ObjectivesReport a series of children with West syndrome (WS) treated with vigabatrin (VGB) who developed characteristic MRI alterations. In the majority, these adverse events were asymptomatic; however, some of the patients developed movement disorders and acute encephalopathy. MethodsThis is a retrospective analysis of our epilepsy clinical and EEG database of 288 patients with WS seen between 2014 and 2020. All patients who received VGB alone or with concomitant therapies, such as adrenocorticotropic hormone (ACTH), high-dose oral corticosteroids, ketogenic diet, valproate, levetiracetam, or topiramate, were evaluated. ResultsIn 44 of 288 patients with WS receiving VGB, MRI findings compatible with VGB-associated brain abnormalities were identified; median age at diagnosis was 6.29 months (range, 2 weeks to 11 months). The etiology of WS with vigabatrin-associated brain abnormalities on MRI (VABAM) was unknown in 22 (52.27%), genetic in seven (15.9%), genetic-structural in three (6.8%), structural malformative in three others (6.8%), and structural acquired in eight patients (18.2%). Vigabatrin-associated brain abnormalities on MRI was asymptomatic in 25 of 44 patients. Ten of 44 (22.7%) infants were reported to have had a movement disorder (choreoathetosis, dystonic posturing). Nine of 42 infants exhibited progressive psychomotor deterioration associated with signs and symptoms of encephalopathy. ConclusionMRI abnormalities were observed in infants treated with VGB and they appeared to be dose dependent.
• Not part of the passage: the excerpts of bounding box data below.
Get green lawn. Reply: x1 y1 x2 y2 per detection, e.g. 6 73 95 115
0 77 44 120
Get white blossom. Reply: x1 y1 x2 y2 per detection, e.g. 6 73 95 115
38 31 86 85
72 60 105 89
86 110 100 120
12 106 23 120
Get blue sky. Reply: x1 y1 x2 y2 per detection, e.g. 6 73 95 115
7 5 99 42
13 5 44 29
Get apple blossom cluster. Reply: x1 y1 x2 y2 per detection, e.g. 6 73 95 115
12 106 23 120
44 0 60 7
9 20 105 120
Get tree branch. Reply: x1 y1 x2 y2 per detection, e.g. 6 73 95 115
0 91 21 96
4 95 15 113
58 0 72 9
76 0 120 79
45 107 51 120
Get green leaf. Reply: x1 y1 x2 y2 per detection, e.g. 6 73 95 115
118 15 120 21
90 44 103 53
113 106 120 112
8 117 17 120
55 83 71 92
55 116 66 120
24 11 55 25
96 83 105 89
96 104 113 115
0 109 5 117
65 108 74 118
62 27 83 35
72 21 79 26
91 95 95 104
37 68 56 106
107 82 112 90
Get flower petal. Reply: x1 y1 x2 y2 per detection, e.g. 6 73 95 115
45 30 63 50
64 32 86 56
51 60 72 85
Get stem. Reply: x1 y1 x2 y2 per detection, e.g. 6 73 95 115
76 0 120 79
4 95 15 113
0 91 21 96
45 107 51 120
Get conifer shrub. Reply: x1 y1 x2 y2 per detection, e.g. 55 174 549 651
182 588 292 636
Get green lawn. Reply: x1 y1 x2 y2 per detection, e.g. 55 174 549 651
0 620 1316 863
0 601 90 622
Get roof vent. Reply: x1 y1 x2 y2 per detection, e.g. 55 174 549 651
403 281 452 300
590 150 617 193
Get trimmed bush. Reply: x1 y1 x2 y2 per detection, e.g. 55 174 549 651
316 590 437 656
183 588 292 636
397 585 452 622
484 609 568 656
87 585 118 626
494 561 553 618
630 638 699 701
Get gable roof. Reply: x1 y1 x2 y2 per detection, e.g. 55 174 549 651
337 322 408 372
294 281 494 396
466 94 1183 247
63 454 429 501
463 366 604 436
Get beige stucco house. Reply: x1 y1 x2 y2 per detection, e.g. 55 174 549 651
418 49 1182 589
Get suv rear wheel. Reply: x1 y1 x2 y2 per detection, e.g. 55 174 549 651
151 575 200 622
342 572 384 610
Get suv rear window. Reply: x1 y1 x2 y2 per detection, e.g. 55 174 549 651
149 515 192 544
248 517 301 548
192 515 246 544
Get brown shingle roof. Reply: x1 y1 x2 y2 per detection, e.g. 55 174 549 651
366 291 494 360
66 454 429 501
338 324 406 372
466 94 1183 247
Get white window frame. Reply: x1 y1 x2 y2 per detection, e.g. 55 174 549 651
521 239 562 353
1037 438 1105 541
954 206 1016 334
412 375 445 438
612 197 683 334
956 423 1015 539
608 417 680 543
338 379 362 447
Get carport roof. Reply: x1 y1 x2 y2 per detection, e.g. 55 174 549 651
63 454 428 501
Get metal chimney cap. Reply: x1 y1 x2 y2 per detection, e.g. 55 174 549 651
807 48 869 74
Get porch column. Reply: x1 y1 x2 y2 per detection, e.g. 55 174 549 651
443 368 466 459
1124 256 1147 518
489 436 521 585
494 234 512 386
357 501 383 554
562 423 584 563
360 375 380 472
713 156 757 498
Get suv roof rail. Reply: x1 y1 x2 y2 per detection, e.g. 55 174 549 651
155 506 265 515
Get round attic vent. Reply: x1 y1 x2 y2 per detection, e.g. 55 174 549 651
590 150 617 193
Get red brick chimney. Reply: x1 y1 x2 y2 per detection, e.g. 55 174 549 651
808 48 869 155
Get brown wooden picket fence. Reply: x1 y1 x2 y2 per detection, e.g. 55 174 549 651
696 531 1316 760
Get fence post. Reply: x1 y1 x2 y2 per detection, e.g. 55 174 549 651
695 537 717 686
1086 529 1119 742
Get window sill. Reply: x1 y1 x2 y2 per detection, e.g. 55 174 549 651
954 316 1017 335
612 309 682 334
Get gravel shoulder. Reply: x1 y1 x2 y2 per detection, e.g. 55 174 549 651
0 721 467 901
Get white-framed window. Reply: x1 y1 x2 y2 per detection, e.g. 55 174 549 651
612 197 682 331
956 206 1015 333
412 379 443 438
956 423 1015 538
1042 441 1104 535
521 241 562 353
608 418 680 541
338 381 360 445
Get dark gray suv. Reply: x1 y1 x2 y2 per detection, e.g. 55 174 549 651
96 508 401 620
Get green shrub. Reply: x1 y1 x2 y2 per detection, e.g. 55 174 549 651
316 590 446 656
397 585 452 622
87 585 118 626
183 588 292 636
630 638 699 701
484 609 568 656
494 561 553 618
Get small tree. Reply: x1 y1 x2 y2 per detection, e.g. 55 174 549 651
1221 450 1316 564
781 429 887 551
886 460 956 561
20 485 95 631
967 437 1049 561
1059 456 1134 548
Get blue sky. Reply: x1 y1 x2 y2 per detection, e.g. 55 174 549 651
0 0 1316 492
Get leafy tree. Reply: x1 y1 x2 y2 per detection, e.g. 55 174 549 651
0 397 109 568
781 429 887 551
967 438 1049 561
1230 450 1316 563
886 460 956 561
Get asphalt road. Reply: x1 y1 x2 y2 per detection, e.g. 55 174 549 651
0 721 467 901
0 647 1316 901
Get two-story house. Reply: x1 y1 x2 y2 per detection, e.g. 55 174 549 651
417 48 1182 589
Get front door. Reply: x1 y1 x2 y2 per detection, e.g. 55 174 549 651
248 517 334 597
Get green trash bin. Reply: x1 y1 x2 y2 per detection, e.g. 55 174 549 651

In our study common locations for MRI abnormalities included globi pallidi and brainstem, followed by thalami and dentate nuclei. Risk factors for the development of VABAM may include age younger than 11 months and higher VGB dose of VGB (>165 mg/kg/day). Vigabatrin-associated brain abnormalities on MRI usually resolved following VGB discontinuation, probably after a period of 3 months.